Ye Yonglong, Chen Yunxian, Wan Zhidong, Pan Huiying, Hou Zhijun, Liu Jun
Department of Laboratory Medicine, Dongguan Hospital of Guangzhou University of Chinese Medicine, Dongguan 523005, China.
Department of Cardiology, Yue Bei People's Hospital, Shantou University Medical College, Shaoguan 512000, China.
Clin Chim Acta. 2025 Sep 1;577:120434. doi: 10.1016/j.cca.2025.120434. Epub 2025 Jun 16.
Coronary Slow Flow (CSF) is a significant cardiovascular disorder characterized by high incidence rates and frequently associated with adverse clinical outcomes. Early diagnosis and effective monitoring are essential for enhancing patient prognosis. Consequently, this study seeks to explore the metabolic distinctions among patients with CSF, individuals with coronary artery disease (CAD), and those with normal coronary arteries (NCA) through metabolomic analysis, with the aim of identifying potential biomarkers that could offer novel insights into the early diagnosis and treatment of CSF. This study utilized ultra-performance liquid chromatography-tandem mass spectrometry (UPLC-MS/MS) to analyze 1,430 lipid metabolites. Comparative metabolomic profiling among the CSF, NCA, and CAD groups revealed significant metabolic disparities, with 66 differentially expressed metabolites identified in CSF patients. Enrichment analysis indicated that these metabolites were predominantly involved in critical metabolic pathways, including thermogenesis, glycerophospholipid metabolism, glycerolipid metabolism, and fat digestion and absorption. Subsequent analyses employing least absolute shrinkage and selection operator (LASSO) regression and random forest algorithms identified four critical biomarkers: DG(O-19:0_16:0), MG(16:0), DG(16:0_18:0), and Carnitine C6-2OH. These biomarkers demonstrated robust efficacy in differentiating between patients with CSF and those with CAD, with area under the curve values of 0.809, 0.924, 0.859, and 0.929, respectively. Furthermore, patients with CSF undergoing enhanced external counterpulsation exhibited significant symptomatic improvement, which was accompanied by a marked reduction in the expression levels of these metabolites. In conclusion, this metabolomic investigation elucidates the metabolic profile of CSF and identifies four pivotal metabolic biomarkers with potential diagnostic and prognostic utility. These results not only introduce novel biomarkers for the early detection of CSF but also provide new insights for personalized treatment strategies and therapeutic monitoring.

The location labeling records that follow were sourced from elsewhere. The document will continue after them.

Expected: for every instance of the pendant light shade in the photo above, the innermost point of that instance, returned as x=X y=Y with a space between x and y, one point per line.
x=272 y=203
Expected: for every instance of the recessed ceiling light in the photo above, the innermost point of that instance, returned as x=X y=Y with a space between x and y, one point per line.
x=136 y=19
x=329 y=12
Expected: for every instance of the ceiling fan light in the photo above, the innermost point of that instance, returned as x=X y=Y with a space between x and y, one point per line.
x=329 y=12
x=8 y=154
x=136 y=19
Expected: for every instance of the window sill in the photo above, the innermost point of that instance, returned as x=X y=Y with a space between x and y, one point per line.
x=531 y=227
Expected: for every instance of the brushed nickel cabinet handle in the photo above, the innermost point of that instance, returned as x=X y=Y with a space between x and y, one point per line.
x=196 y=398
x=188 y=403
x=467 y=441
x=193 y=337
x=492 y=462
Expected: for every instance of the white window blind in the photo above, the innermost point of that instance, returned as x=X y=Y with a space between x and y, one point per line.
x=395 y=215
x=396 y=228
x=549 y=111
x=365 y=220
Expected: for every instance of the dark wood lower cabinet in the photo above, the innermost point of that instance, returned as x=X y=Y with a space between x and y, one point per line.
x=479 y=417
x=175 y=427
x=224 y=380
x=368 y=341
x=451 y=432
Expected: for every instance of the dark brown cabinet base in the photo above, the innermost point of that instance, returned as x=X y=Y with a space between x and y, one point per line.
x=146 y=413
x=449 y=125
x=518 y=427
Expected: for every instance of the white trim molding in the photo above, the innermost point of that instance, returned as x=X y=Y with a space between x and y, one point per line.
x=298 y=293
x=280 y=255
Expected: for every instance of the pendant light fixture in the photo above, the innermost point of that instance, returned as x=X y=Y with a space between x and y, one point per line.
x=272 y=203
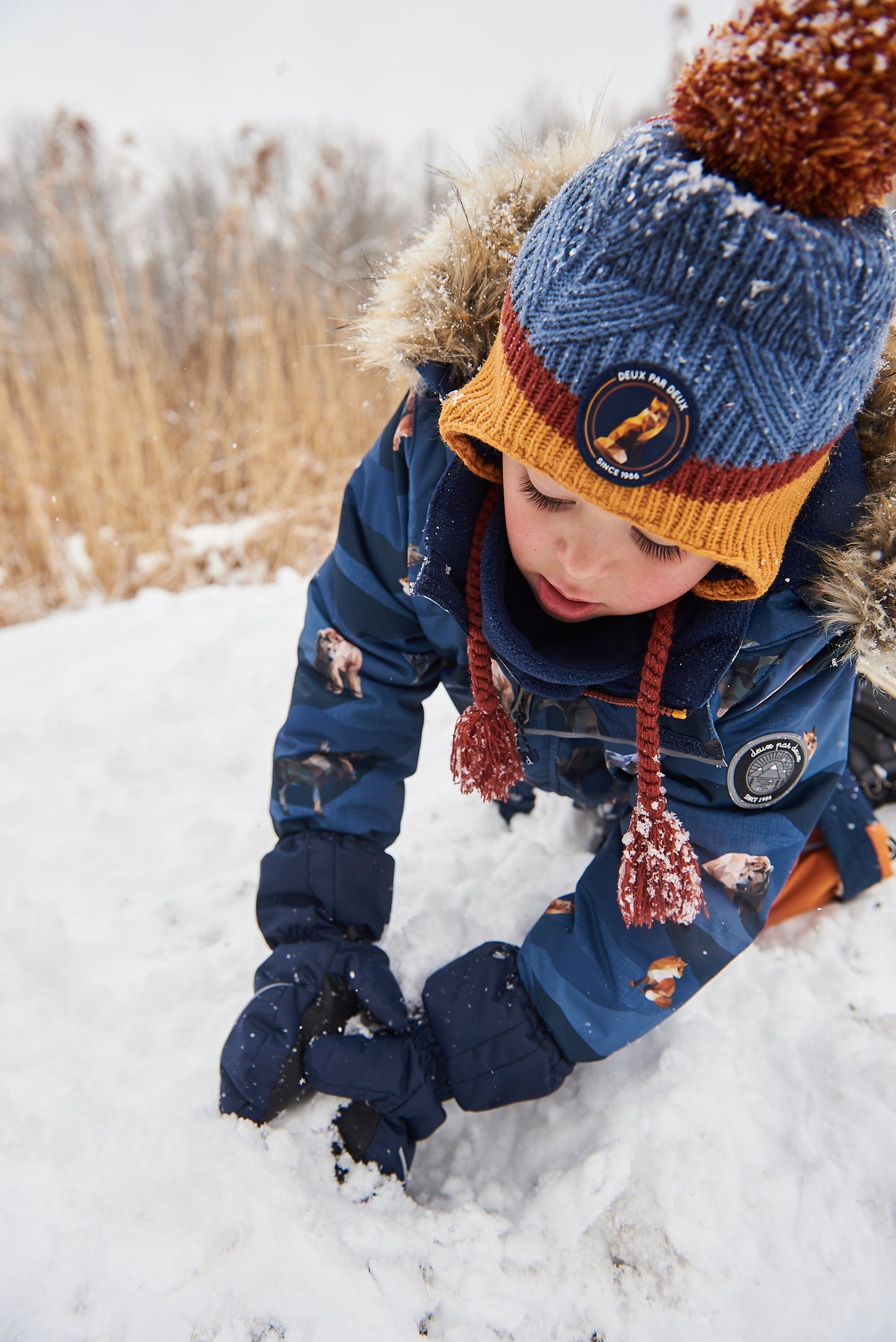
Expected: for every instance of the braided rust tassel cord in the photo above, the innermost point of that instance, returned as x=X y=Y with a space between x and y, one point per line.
x=659 y=874
x=484 y=756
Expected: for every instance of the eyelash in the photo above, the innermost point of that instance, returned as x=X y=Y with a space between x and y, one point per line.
x=543 y=501
x=652 y=548
x=656 y=552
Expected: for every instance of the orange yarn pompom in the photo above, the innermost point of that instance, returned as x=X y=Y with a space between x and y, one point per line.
x=797 y=102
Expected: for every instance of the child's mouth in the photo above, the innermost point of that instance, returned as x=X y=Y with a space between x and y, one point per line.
x=561 y=607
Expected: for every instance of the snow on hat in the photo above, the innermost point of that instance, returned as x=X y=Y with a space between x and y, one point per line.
x=690 y=326
x=698 y=316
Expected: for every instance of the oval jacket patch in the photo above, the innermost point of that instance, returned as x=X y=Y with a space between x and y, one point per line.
x=766 y=770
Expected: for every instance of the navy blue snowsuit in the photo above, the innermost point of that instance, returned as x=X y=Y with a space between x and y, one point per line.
x=753 y=762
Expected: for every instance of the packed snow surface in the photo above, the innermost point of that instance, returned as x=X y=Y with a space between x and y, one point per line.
x=729 y=1177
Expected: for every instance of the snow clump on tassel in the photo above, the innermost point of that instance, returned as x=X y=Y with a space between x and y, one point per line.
x=484 y=756
x=659 y=874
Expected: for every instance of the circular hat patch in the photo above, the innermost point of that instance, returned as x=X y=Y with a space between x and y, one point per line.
x=636 y=424
x=766 y=770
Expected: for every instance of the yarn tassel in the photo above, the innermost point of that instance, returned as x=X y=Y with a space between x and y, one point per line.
x=484 y=756
x=659 y=874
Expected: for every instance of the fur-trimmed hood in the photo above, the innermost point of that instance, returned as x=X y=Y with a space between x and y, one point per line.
x=440 y=301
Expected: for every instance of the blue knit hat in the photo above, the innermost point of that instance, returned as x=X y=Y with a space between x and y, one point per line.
x=681 y=350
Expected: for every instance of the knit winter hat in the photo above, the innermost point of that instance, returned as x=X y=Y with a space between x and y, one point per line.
x=698 y=316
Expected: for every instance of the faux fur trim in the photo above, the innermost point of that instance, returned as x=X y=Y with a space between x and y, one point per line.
x=859 y=588
x=440 y=300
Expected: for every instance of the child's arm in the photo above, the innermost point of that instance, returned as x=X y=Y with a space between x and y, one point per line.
x=600 y=985
x=350 y=739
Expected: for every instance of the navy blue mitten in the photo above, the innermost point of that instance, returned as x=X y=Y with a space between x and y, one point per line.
x=303 y=989
x=479 y=1039
x=322 y=899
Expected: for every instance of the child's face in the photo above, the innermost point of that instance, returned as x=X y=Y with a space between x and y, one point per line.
x=582 y=562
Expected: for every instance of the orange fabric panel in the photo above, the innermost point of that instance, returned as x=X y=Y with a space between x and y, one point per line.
x=815 y=881
x=880 y=840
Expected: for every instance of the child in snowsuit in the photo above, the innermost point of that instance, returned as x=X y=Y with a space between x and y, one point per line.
x=636 y=536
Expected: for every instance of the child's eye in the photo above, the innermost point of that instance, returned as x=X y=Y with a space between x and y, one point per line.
x=543 y=501
x=654 y=548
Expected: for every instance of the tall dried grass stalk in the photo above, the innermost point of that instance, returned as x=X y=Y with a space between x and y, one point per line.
x=135 y=455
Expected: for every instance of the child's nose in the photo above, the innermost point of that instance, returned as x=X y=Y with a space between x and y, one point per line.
x=581 y=558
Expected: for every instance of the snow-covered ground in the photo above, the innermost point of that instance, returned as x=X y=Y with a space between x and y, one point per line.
x=732 y=1176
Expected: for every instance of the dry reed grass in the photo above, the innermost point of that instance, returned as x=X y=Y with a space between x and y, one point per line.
x=138 y=451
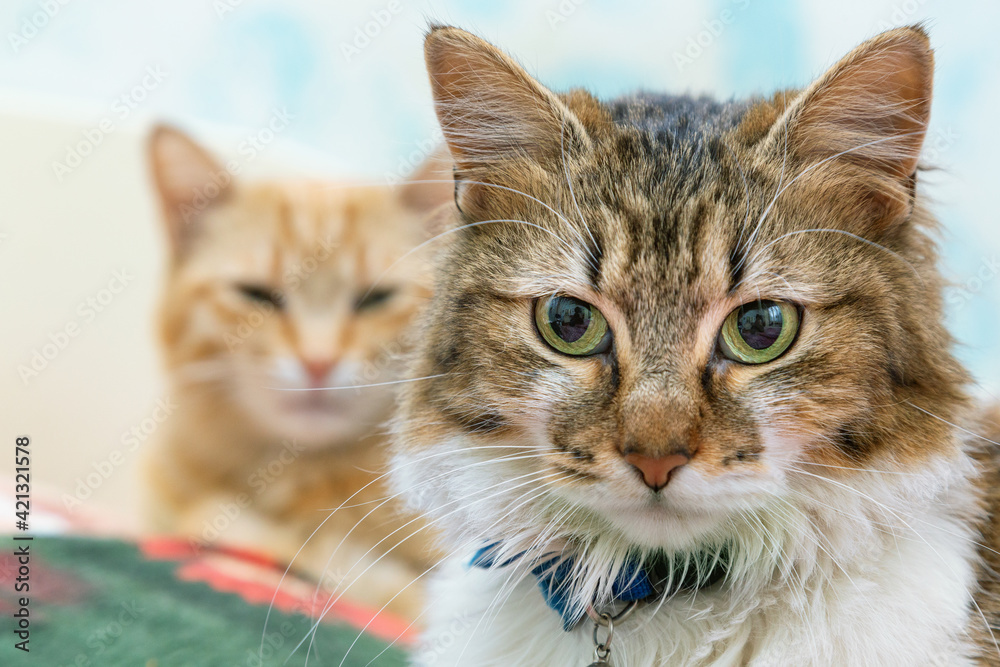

冠状动脉慢血流(CSF)是一种重要的心血管疾病,其发病率高,且常与不良临床结局相关。早期诊断和有效监测对于改善患者预后至关重要。因此,本研究旨在通过代谢组学分析探索CSF患者、冠状动脉疾病(CAD)患者和冠状动脉正常(NCA)者之间的代谢差异,以识别可能为CSF的早期诊断和治疗提供新见解的潜在生物标志物。本研究利用超高效液相色谱-串联质谱(UPLC-MS/MS)分析了1430种脂质代谢物。CSF、NCA和CAD组之间的比较代谢组学分析揭示了显著的代谢差异,在CSF患者中鉴定出66种差异表达的代谢物。富集分析表明,这些代谢物主要参与关键代谢途径,包括产热、甘油磷脂代谢、甘油酯代谢以及脂肪消化和吸收。随后采用最小绝对收缩和选择算子(LASSO)回归和随机森林算法的分析确定了四种关键生物标志物:DG(O-19:0_16:0)、MG(16:0)、DG(16:0_18:0)和肉碱C6-2OH。这些生物标志物在区分CSF患者和CAD患者方面表现出强大的效能,曲线下面积值分别为0.809、0.924、0.859和0.929。此外,接受增强型体外反搏治疗的CSF患者症状明显改善,同时这些代谢物的表达水平显著降低。总之,这项代谢组学研究阐明了CSF的代谢特征,并鉴定出四种具有潜在诊断和预后价值的关键代谢生物标志物。这些结果不仅为CSF的早期检测引入了新的生物标志物,还为个性化治疗策略和治疗监测提供了新的见解。